ミラー構成にする方法としてはマザーボードの機能を使うことも出来るけど、マザーボードの機能を使うと Windows 上から HDD の SMART 情報が見れなくなって壊れているかが分からないので、Windows 標準機能となる「Windows記憶域プール」機能を使って「双方向ミラー」を構成します。この構成であれば、物理ディスクの SMART 情報が見れるので、CristalDiskInfo などを常駐させておけば HDD に対して警告やエラーが出ると直ぐにポップアップを出してくれて気付くことが出来ます。
実際の構成方法としては、「設定」→「システム」→「ストレージ」→「記憶域スペース」から「追加」を選択します。
名前は任意の文字列で OK です。私は「Data」にして、記憶域スペースに追加するディスクにチェックを入れます。
私がやった時は、上記の場所にディスクが表示されなく「記憶域の管理」からだとディスクは見えるけど「物理ディスクのセクターサイズが記憶域プールでサポートされていません。(0x80E70004)」とエラーが表示されて上手く行きませんでした。その場合には、管理者権限で起動した PowerShell から以下のコマンドを実行することで解消することが出来ました。
- PS> Get-PhysicalDisk
- PS> Reset-PhysicalDisk -FriendlyName “(対象のディスク名)”
以下の通り設定します。サイズにはプールの容量(10.9TB)の半分の値(5.45TB)を入力します。5.45TB を指定すると「双方向ミラー」の場合には同じデータを2箇所に書くので実際のプール使用量が2倍になります。

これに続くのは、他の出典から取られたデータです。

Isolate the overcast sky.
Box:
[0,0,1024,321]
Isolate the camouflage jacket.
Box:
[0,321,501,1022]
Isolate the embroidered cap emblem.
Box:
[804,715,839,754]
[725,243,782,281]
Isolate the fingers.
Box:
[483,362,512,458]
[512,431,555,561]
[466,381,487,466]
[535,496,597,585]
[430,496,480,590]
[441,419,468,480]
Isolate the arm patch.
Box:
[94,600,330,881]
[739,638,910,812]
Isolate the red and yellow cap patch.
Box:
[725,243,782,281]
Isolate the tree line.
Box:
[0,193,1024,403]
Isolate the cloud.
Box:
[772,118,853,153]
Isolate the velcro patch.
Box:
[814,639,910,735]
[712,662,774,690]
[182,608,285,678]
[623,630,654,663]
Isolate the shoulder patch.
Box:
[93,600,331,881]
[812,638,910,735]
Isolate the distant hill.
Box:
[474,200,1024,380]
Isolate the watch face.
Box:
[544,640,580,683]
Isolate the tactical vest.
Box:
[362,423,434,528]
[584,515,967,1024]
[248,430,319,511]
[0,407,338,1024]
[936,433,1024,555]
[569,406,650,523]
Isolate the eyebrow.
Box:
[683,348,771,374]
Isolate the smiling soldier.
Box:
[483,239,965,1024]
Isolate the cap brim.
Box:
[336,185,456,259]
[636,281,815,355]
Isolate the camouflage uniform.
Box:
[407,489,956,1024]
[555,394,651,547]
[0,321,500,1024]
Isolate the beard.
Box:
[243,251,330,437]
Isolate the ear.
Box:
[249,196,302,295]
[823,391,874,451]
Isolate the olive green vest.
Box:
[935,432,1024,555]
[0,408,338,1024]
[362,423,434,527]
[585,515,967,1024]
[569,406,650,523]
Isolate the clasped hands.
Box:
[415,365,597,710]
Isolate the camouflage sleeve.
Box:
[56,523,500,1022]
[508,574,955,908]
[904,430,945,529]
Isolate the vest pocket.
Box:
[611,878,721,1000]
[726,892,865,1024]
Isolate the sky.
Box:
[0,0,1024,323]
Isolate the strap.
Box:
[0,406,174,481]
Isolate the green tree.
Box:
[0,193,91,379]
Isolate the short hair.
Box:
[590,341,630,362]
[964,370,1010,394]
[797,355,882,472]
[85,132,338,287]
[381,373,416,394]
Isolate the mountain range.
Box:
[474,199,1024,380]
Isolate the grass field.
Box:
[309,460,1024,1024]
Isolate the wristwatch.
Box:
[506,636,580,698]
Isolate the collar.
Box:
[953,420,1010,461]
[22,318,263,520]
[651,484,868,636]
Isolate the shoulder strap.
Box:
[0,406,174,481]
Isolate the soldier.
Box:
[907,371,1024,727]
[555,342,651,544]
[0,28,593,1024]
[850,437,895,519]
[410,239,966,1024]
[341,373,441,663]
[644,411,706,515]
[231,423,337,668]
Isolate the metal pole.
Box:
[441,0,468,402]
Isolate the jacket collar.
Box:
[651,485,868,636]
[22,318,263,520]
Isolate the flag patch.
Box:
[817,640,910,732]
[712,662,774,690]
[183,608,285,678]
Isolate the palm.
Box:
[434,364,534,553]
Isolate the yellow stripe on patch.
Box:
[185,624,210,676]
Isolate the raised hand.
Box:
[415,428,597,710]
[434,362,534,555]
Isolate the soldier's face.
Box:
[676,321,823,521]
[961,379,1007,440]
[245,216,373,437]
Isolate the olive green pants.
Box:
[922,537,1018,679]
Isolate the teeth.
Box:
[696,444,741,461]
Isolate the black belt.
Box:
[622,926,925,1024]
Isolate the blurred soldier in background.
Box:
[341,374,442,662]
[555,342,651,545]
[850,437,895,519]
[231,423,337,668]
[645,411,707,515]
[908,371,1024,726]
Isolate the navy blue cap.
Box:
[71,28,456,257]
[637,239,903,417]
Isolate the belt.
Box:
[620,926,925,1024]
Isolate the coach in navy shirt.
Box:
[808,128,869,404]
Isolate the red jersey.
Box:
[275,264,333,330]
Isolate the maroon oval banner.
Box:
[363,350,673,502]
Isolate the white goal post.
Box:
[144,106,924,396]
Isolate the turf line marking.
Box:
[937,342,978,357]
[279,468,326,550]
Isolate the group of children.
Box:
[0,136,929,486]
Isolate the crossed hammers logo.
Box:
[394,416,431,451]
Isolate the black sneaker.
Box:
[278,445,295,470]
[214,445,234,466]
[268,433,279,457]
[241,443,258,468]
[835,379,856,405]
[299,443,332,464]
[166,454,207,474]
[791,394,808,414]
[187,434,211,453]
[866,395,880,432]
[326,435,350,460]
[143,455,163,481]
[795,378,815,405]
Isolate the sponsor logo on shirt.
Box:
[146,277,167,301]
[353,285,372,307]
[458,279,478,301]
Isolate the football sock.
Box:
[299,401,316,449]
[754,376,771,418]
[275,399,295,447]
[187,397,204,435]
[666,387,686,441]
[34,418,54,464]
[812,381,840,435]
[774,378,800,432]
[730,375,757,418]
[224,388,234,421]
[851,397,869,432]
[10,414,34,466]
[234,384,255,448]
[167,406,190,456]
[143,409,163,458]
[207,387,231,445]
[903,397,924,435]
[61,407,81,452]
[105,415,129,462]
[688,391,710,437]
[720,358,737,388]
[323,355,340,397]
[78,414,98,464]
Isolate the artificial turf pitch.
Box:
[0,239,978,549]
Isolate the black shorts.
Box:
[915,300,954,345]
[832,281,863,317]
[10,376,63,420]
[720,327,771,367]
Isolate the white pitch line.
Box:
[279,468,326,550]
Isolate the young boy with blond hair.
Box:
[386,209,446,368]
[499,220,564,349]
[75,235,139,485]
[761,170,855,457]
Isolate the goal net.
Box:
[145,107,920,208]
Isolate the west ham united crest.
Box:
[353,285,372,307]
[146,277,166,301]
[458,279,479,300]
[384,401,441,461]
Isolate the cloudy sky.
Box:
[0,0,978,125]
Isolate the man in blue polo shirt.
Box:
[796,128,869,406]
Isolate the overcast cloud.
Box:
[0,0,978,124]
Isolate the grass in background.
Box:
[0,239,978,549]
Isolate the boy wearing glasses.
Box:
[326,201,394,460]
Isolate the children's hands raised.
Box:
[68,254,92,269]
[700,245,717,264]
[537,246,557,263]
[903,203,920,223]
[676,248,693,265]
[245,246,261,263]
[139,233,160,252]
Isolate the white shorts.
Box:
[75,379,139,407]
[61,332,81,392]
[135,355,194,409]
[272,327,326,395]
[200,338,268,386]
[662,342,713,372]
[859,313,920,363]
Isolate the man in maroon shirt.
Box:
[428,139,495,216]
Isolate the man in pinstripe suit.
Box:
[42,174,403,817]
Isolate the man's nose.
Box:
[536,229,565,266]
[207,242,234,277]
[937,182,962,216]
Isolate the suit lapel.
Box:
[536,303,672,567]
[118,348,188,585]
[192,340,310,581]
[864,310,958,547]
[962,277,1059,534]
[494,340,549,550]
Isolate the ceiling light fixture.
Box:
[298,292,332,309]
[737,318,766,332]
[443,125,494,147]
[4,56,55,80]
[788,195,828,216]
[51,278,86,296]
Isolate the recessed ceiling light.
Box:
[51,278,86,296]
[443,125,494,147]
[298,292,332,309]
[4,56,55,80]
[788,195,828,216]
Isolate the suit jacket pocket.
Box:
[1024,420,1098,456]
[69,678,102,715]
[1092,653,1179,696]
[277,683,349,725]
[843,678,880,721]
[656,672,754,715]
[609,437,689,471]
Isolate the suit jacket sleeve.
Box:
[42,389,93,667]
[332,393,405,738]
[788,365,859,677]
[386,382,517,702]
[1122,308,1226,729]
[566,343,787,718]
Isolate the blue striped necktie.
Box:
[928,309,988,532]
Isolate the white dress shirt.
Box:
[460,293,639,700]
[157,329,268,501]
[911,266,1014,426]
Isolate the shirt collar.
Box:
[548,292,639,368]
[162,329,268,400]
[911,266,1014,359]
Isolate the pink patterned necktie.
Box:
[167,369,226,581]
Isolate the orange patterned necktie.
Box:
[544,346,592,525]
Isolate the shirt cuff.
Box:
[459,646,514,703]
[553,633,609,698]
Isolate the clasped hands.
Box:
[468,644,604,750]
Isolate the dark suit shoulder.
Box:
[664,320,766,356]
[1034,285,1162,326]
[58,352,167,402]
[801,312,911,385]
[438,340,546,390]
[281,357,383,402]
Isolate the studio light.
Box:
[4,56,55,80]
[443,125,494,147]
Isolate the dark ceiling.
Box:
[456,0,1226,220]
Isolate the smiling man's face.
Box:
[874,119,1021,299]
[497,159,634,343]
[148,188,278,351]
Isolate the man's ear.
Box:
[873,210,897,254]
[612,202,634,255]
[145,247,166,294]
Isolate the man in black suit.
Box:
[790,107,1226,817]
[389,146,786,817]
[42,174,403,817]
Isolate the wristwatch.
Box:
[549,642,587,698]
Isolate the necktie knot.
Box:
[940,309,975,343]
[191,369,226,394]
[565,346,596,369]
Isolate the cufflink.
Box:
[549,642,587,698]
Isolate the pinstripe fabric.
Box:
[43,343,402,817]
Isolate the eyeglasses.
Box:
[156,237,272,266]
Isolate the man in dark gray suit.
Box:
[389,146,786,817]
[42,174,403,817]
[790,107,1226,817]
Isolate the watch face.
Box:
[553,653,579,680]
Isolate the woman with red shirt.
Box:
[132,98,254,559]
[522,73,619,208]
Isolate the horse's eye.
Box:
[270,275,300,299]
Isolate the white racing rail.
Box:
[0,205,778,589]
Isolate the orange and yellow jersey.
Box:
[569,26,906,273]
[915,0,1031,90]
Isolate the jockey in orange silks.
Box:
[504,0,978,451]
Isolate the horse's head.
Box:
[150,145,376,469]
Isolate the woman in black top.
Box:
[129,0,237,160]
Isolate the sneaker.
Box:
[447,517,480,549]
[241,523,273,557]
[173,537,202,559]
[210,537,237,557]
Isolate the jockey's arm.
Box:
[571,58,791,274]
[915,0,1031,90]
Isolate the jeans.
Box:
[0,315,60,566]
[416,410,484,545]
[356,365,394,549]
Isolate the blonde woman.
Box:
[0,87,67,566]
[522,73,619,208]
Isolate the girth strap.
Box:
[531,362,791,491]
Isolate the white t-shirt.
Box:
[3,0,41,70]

サイズの設定としては、5.45TB よりも大きい 8TB とかも設定出来ますが、それを設定してしまうと実際にデータを 5.45TB 以上書き込もうとすると物理ディスクが足りなくなり、HDD を追加する必要に迫られます。
- 名前 : 任意の名前(ここでは Data)
- サイズと回復性: 5.45 TB
- 保護する方法 : 双方向ミラー
以下の通り設定します。
- ラベル : 任意(ここでは Data)
- ドライブ文字 : 任意(ここでは D)
- ファイルシステム: NTFS
以上で作成は完了です。「記憶域スペース」内で作成したボリュームの状態も確認出来ます。
エクスプローラーには普通のディスクとして見える様になります。ここでは「Data (D:)」にデータを保存すると、物理的に2つの HDD に書き込まれるので安心して利用出来るようになりました。
最後に
今回は結構な値段になったけど、同じ使い勝手を維持しつつ少しでも値段を抑えたい場合には、以下のポイントを考慮すると良いかもしれません。以下の点を全て実行すると2~3万円程度は安くなると思います。
- 電源を GOLD から BRONZE に変更
- CPU クーラーをリテールクーラーを使用する
- SSD を遅いタイプに変更する
- ケースを安いやつに変更する
久々に自作PCを作ったけど、やっぱり自作って楽しいな。自分のメインPC は約3年前に作ったものを使ってるけど、まだまだ元気なので買い替える予定はないから、次に更改するのは 2 年後くらいかな?